I left the finished blanks in a spot that had some relflected light yesterday and they did turn purple. I think the dark brown was just the rustins giving the timber that 'wet look'. It has gone a light purple, so I have assembled the pens and hung them up in the corner of the room today where they will get a bit of light and I'll see how it goes. I hung them on string so hopefully the wind will move them about a bit and not just purple up one side!

Cheers,
Dave

Ozkaban
25th Sep 2009, 10:47 AM
I found that leaving it for 3-4 days finish sanded with no seal or polish gave me the best results according to the guys at trend it oxadises in the air this was then finished with 3 coats of Glow
Regards
Bowl-Basher

That's a good idea, BB. How did it go with the Glow? I'm impressed that it didn't go brown from the heat - how did you manage that?

Cheers,
Dave

bowl-basher
25th Sep 2009, 01:32 PM
once the purple colour has come out it did not change with polishing it seems that you are polishing the oxide layer you can not touch it with any abrasive at all or you have to leave it for a further 3-4 days this peice is 18 months old and no sign of any colour change

Hickory
25th Sep 2009, 01:50 PM
I have seen some purple Heart stay bright and colorful for a long time but I also have found the UV rays will Muddy up the results. I tried WB poly on a piece and it seems to colorfast (although I don't like WB Poly, if it maintains the color then I will use it.) ( a personal opinion) but I also keep it away from windows and such.

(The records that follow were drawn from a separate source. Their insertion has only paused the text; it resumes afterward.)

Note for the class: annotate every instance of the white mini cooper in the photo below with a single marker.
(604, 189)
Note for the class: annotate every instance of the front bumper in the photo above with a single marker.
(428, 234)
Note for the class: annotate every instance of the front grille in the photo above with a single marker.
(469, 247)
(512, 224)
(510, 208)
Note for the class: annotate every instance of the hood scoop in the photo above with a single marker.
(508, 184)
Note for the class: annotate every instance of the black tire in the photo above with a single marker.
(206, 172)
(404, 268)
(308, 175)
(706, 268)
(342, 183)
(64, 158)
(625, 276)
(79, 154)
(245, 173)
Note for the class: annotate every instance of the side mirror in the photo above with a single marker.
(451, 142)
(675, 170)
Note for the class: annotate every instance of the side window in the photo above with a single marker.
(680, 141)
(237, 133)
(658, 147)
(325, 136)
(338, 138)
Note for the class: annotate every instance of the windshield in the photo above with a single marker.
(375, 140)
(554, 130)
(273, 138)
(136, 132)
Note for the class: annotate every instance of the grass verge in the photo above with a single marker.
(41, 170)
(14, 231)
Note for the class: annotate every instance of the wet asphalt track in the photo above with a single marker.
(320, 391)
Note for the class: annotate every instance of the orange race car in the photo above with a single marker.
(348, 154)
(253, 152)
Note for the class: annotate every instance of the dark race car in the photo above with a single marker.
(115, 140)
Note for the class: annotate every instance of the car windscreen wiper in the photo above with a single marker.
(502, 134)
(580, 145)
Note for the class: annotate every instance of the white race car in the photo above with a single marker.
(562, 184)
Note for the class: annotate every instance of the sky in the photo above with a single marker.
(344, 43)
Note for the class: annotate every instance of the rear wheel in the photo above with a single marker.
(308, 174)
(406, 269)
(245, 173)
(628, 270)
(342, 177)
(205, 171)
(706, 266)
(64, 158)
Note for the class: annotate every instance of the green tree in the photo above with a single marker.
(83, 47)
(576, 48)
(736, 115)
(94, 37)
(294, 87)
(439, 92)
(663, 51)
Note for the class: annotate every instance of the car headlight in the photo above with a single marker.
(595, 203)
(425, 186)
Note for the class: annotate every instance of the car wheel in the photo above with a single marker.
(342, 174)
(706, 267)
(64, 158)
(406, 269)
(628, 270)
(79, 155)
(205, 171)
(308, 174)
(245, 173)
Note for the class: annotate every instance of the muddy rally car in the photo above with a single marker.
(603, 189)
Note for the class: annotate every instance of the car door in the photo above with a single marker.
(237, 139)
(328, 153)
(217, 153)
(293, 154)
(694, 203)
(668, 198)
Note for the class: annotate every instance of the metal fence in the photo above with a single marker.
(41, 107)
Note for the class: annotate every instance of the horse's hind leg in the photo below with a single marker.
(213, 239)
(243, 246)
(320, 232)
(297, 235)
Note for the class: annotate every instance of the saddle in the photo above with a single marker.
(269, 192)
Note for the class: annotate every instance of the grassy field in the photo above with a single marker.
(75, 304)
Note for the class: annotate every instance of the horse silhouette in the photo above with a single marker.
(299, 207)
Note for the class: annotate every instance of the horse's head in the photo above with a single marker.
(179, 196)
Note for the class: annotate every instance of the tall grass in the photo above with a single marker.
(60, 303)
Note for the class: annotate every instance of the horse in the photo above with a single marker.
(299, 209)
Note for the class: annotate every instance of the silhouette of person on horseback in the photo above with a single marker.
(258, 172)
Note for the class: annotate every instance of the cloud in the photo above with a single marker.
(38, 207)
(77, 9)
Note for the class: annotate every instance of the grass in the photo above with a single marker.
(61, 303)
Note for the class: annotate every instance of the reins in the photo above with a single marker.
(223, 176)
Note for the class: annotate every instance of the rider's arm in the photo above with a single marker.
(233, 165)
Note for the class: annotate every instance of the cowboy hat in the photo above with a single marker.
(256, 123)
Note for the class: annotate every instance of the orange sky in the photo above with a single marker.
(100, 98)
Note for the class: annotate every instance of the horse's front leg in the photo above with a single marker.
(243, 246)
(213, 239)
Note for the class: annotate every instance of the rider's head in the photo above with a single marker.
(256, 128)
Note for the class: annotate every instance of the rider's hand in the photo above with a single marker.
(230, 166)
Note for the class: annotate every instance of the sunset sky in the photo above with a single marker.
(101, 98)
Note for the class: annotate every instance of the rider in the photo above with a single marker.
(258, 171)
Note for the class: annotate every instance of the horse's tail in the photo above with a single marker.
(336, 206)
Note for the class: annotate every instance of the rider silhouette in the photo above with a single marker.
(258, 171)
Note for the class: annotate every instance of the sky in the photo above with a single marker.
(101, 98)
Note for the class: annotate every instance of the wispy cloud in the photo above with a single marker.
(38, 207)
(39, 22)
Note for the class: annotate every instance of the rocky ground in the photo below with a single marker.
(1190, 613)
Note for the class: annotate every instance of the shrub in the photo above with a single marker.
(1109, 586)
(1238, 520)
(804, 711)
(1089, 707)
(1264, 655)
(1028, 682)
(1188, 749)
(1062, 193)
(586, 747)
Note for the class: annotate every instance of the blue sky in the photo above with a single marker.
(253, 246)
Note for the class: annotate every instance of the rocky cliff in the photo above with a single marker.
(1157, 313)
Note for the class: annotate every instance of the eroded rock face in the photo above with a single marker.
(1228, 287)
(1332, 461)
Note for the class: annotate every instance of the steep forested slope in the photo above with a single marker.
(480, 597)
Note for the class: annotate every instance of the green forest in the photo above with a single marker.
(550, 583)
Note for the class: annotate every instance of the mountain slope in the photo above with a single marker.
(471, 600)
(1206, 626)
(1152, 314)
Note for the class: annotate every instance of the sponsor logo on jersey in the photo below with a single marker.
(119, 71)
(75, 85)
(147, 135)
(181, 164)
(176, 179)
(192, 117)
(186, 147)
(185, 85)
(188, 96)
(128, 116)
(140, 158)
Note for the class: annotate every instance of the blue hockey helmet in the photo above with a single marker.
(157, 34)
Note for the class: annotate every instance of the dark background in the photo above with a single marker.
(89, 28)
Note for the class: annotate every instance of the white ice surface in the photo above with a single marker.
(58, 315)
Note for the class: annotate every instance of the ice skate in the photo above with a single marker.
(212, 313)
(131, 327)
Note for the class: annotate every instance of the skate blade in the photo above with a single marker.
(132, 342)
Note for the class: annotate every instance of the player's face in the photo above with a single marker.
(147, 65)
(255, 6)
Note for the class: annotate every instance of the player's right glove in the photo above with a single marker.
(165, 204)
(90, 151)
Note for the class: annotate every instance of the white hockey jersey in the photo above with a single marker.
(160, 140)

Same with bloodwood.... but I made a "vase" of Osage Orange and did enjoy the Yellow color for almost a year, but, alas, it also became light brown...

Drillit
25th Sep 2009, 06:58 PM
Hi Dave,
Just to add to the confusion - the PH may stil be a little green - if so, from my use it will dry more towards the purple colour, if left for 1 or 2 weeks. Shellawax works well if you dont cake it on. I guess you know how toxic PH is?. Hope this helps. John M.
PS I am not suggesting you "kiln" dry it in your favourite microwave.:)

Skew ChiDAMN!!
25th Sep 2009, 07:01 PM
:think: It might be more reliable to grab a nice, bland, pale timber like Poplar and simply dye it purple... :innocent:

Broda
25th Sep 2009, 09:03 PM
I found that leaving it for 3-4 days finish sanded with no seal or polish gave me the best results according to the guys at trend it oxadises in the air this was then finished with 3 coats of Glow
Regards
Bowl-Basher



I heard that from trend as well, I havn't tried it yet but they told me it would work. after you finish sanding, take it off and put it in the sun for a few hours, then put it back on the lathe and finish it. after its finished, dont leave it in the sun cause it will go brown

again, I haven't tried this but its what i'v been told

Ozkaban
26th Sep 2009, 09:47 AM
Thanks for your comments. Like your idea Skew! Oh, and the purpleheart is not going anywhere near any microwave of mine.

Turned out ok in the end, though I slightly stuff up the sedona by overheating it a little when using the pen mill by not being careful. No matter, it all looks fine anyway.

I'm happy with the colour, and I'm sure it will go darker over time.